La apuesta por la energía fotovoltaica ha crecido exponencialmente en España durante los últimos años. La necesidad de reducir facturas eléctricas y la conciencia medioambiental impulsan esta tendencia. Sin embargo, la proliferación de empresas instaladoras sin cualificación adecuada dispara los casos de instalaciones defectuosas con peligro real.
Ana, una madrileña de 45 años, vivió las consecuencias de confiar en una oferta demasiado económica. Su testimonio expone una realidad silenciada: ahorrar en la instalación inicial puede costar mucho más caro. La experiencia casi acaba en tragedia para toda su familia.
Cuando el ahorro se convierte en riesgo mortal: Placas solares
Ana decidió instalar paneles fotovoltaicos tras comparar presupuestos durante meses. Se decantó por la opción más barata del mercado, atraída por promesas de materiales de calidad. La empresa garantizaba certificaciones oficiales que nunca existieron realmente.
A las pocas semanas comenzaron los problemas inquietantes. El inversor emitía ruidos extraños por las noches y las luces parpadeaban sin razón. Lo que parecían fallos menores eran señales de alarma de cortocircuitos intermitentes peligrosos.
El técnico que revisó la instalación quedó horrorizado al descubrir la realidad. Cables sin nomenclatura fotovoltaica adecuada, conectores sueltos y un sistema de tierra prácticamente inexistente. La familia había estado durmiendo sobre una bomba de relojería durante semanas.
Errores técnicos que nadie te explica
Los especialistas identifican fallos recurrentes que las empresas low-cost repiten por reducción de costes. El uso de cableado doméstico estándar en lugar de cable fotovoltaico certificado provoca sobrecalentamiento. Este error aparentemente pequeño genera riesgo real de incendio en el tejado.
Las conexiones deficientes crean puntos de alta resistencia que elevan la temperatura peligrosamente. Los conectores de baja calidad son otra fuente habitual de problemas graves. Además, sin un sistema de tierra correcto, los arcos eléctricos pueden iniciar fuegos sin previo aviso.
Colocar inversores sin respetar distancias de ventilación reduce drásticamente su vida útil. Mezclar orientaciones de paneles en el mismo circuito MPPT destruye la eficiencia del sistema.

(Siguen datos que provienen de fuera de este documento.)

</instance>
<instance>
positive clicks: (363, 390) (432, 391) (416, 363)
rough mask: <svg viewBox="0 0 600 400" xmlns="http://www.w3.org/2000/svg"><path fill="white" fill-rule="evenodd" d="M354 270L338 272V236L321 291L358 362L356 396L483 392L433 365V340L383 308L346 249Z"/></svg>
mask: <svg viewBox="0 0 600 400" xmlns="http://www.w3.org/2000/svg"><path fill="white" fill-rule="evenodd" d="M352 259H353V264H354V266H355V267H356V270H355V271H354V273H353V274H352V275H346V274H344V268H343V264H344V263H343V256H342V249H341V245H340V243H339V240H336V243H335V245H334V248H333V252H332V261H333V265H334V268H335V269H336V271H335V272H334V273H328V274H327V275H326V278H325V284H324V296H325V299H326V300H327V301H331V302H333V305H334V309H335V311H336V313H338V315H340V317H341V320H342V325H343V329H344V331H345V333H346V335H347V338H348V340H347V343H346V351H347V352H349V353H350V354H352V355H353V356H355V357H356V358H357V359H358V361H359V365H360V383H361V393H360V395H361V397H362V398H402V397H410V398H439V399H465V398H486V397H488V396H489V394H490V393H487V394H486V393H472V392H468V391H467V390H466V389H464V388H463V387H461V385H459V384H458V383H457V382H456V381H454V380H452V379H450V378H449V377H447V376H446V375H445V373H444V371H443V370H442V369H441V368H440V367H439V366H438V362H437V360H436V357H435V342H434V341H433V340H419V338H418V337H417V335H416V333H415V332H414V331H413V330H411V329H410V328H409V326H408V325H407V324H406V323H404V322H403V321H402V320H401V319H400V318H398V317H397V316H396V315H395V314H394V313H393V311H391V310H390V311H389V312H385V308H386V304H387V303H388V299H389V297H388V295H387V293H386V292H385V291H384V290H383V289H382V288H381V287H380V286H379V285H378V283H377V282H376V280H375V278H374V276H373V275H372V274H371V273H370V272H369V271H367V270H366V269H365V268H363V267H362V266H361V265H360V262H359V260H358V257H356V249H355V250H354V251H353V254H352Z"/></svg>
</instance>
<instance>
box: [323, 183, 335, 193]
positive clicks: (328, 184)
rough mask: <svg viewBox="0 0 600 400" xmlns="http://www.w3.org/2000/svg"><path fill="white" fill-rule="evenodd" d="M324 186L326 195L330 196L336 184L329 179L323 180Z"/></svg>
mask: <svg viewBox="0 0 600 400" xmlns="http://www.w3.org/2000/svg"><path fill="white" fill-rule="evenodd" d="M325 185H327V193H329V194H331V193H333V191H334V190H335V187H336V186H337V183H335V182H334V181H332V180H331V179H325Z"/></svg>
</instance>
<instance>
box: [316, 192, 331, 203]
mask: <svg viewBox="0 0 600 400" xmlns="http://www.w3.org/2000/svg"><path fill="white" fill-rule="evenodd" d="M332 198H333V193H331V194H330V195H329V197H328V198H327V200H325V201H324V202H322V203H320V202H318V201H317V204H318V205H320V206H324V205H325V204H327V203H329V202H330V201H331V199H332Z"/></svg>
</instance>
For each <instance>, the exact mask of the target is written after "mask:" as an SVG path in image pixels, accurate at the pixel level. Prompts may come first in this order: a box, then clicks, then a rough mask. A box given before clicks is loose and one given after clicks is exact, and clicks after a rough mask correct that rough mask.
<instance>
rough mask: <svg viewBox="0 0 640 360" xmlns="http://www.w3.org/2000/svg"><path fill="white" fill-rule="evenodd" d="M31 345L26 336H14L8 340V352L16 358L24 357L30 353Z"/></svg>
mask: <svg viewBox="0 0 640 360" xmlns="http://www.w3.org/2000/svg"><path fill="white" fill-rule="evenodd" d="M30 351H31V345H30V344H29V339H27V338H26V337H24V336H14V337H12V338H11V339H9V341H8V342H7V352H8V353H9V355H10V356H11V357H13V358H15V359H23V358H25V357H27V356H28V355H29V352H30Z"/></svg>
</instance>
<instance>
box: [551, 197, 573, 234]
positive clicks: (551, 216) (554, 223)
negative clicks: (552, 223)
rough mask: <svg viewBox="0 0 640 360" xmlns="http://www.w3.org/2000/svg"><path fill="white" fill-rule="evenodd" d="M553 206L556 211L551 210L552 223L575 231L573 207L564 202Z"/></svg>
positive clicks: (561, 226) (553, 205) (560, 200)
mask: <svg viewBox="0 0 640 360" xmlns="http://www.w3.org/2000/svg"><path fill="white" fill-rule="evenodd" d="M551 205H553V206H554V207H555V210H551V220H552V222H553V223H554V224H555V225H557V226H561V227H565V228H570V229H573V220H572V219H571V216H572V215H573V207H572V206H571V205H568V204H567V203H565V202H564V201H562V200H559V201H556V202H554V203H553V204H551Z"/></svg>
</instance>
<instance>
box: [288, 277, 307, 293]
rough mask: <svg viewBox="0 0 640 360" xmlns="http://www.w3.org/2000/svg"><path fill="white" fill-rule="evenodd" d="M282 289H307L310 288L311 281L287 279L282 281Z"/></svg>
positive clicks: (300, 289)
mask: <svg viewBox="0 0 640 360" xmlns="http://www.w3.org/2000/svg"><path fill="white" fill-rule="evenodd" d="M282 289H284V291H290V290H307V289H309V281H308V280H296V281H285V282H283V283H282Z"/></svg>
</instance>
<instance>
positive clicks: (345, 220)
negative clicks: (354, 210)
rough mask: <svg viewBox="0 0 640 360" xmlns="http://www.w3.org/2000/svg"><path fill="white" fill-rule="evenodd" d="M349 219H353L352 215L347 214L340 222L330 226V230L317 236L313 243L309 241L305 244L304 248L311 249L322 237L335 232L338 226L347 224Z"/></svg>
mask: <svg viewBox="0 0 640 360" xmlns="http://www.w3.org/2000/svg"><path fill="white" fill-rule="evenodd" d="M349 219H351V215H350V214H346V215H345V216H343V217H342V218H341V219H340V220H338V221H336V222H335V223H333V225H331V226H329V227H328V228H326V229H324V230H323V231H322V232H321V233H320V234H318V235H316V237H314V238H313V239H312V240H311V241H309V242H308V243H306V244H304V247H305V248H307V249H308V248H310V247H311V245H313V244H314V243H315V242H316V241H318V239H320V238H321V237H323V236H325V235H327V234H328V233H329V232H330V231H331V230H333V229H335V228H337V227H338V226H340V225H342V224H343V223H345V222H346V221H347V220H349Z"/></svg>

En el caso de Ana, la combinación de varios errores creó una situación especialmente crítica.
El coste real de una instalación deficiente
Ana tuvo que desembolsar 4.200 euros adicionales para corregir la instalación original de 6.800 euros. La nueva empresa certificada desmontó prácticamente todo el sistema completo. Reemplazó el cableado, instaló conectores homologados y rediseñó el sistema de tierra desde cero.
El inversor original quedó inservible por el sobrecalentamiento constante sufrido durante semanas. Fue necesario adquirir uno nuevo de mayor calidad con garantía ampliada del fabricante. El gasto extra casi duplicó la inversión inicial prevista por la familia.
El supuesto ahorro inicial de 2.500 euros se transformó en un desembolso muy superior. Sin contar el estrés psicológico y las noches sin dormir de toda la familia. La experiencia demuestra que en instalaciones solares lo barato sale caro siempre.
Cómo proteger tu inversión y tu familia
Antes de contratar cualquier instalación de placas solares, verifica la certificación oficial de la empresa instaladora. Exige por escrito las homologaciones de todos los materiales que van a utilizarse. Solicita referencias verificables de clientes anteriores con instalaciones similares a la tuya.
El presupuesto debe detallar marca y modelo exacto de cada componente instalado. La normativa vigente obliga a realizar un estudio técnico previo que analice orientación, sombras y capacidad estructural. Este documento es fundamental para garantizar una instalación segura y eficiente.
Conviene contratar un seguro específico que cubra daños por instalación defectuosa durante cinco años mínimo. En una casa con sistema fotovoltaico, la inspección anual por técnicos cualificados detecta fallos a tiempo. Ana ahora recomienda priorizar la seguridad y calidad certificada frente al ahorro inmediato siempre.